Data quality
Note: Currently, this page is under construction...
Data quality in the social sciences is often discussed under the headings of validity and reliability when talking about concepts, measurement and data. However, few discuss transparency and data quality, and there is no consistent understanding what data quality means in the social sciences. In their famous book "Designing Social Inquiry", King et al. (1994, 24) set out five guidelines for "improving data quality" encompassing
- valid measures,
- reliable data collections,
- replicable analyses,
- a thorough documentation of the data generating process, and
- to "collect data on as many of [a theory’s] observable implications as possible".

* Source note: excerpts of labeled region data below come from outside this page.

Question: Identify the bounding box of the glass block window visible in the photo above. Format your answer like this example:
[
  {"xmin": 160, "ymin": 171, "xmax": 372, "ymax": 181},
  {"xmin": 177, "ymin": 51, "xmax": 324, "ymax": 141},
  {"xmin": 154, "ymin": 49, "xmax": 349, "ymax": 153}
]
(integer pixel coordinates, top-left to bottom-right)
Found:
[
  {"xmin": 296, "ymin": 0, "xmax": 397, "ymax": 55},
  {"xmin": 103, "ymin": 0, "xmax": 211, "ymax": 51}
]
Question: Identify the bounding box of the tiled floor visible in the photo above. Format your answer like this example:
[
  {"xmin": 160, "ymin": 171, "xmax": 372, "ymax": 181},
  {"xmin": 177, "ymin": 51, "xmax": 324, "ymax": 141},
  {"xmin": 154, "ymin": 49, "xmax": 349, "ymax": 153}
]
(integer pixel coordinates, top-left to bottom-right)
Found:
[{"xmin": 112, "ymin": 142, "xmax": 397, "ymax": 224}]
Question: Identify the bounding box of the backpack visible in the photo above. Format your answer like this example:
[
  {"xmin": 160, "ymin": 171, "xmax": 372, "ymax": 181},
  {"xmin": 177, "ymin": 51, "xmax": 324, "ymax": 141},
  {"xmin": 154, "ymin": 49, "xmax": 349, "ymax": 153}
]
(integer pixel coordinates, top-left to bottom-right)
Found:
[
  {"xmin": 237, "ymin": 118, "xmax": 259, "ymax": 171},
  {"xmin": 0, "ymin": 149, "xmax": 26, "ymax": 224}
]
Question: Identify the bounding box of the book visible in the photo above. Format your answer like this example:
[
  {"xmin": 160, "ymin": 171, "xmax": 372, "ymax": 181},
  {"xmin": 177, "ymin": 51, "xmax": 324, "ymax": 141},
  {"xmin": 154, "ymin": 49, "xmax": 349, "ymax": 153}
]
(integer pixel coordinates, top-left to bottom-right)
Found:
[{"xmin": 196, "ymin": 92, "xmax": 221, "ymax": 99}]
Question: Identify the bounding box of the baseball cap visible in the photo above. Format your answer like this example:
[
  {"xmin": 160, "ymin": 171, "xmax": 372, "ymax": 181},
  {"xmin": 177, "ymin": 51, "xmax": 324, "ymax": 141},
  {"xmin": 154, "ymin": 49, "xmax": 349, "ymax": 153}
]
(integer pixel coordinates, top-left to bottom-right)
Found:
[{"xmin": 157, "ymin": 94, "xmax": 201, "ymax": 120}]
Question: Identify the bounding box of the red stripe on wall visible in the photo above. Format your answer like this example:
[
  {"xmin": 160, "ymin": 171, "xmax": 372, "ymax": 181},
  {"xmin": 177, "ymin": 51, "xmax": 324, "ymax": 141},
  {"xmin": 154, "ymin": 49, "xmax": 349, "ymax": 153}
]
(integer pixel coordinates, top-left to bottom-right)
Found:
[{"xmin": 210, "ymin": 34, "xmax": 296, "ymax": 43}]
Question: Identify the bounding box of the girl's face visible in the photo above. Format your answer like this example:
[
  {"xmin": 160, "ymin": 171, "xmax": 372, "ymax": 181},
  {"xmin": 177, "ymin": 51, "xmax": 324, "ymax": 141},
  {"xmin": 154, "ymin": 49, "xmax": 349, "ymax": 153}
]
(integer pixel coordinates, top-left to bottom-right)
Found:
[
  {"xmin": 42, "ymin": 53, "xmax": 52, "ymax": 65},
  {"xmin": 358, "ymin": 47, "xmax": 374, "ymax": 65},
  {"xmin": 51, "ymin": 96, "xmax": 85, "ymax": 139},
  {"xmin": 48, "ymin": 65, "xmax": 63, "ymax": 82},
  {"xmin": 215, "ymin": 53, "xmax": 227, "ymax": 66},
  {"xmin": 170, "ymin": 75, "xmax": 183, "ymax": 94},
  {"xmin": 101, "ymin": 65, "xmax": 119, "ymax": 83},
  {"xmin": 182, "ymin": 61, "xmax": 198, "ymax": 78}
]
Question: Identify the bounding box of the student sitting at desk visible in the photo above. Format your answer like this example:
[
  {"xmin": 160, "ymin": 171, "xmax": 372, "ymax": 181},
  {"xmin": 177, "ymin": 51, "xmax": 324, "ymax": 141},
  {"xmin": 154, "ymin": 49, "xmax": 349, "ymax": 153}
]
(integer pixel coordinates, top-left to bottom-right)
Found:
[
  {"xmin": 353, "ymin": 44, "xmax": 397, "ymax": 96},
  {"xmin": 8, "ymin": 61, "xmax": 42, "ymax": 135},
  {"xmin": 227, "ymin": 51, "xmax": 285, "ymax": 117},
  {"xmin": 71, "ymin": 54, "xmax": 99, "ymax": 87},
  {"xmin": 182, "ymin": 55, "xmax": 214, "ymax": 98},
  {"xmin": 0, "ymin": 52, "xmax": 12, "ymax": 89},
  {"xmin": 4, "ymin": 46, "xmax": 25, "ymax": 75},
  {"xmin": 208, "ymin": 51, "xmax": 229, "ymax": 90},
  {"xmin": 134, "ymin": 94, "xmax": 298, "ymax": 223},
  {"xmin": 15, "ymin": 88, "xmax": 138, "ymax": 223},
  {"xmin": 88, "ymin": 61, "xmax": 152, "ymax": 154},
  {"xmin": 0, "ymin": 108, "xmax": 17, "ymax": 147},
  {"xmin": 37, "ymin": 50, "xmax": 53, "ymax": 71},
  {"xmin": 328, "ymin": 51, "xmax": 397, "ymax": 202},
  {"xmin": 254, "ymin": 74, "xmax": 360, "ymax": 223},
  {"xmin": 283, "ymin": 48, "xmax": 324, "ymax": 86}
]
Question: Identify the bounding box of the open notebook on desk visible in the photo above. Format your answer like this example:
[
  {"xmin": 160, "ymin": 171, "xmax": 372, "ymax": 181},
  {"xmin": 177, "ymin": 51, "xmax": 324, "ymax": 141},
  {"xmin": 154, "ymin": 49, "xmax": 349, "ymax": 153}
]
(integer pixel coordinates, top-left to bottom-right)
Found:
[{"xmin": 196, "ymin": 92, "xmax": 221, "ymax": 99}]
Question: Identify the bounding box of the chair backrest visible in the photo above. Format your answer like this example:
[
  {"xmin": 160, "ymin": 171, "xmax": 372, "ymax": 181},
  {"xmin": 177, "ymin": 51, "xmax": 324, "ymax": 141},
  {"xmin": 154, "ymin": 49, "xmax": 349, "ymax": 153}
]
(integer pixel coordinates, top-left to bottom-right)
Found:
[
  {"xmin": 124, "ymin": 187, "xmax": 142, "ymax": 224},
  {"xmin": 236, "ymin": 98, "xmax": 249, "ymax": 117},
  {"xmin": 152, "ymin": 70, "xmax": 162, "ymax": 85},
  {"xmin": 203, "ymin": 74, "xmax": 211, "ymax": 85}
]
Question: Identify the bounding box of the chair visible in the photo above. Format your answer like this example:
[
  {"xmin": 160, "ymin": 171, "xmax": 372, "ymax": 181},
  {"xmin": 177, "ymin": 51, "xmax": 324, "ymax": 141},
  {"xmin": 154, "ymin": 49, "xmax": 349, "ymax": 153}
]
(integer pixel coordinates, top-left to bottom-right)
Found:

Nowadays, much more data is available posing new challenges, though; counterfeit data, typos, and unintended mistakes in the data collection, for example, pose challenges beyond invalid and unreliable measures. The structured documentation of each indicator (including meta data) in WeSISpedia, common coding rules and formatting standards alongside the resources provided in WeSIS, for example, public data sets or community notebooks, directly speak to King et al.'s suggestions. Still, we also opted for a broader concept based on data quality definitions commonly used in information systems design (cf. Pipino et al. 2002).
Concise and consistent representation and "free-of-errorness" are taken care of by the validation check performed when uploading data to WeSIS (for more details see the file upload guide). The check not only requires the data providers to comply to the agreed coding rules and file formatting standards but also checks for "common" mistakes like typos, country code--name or value--scale mismatches.
References
- King, Gary, Robert O. Keohane, and Sidney Verba. 1994. Designing Social Inquiry: Scientific Inference in Qualitative Research. Princeton: Princeton University Press.
- Pipino, Leo L., Yang W. Lee, and Richard Y. Wang. 2002. "Data quality assessment." Communications of the ACM 45 (4): 211–18.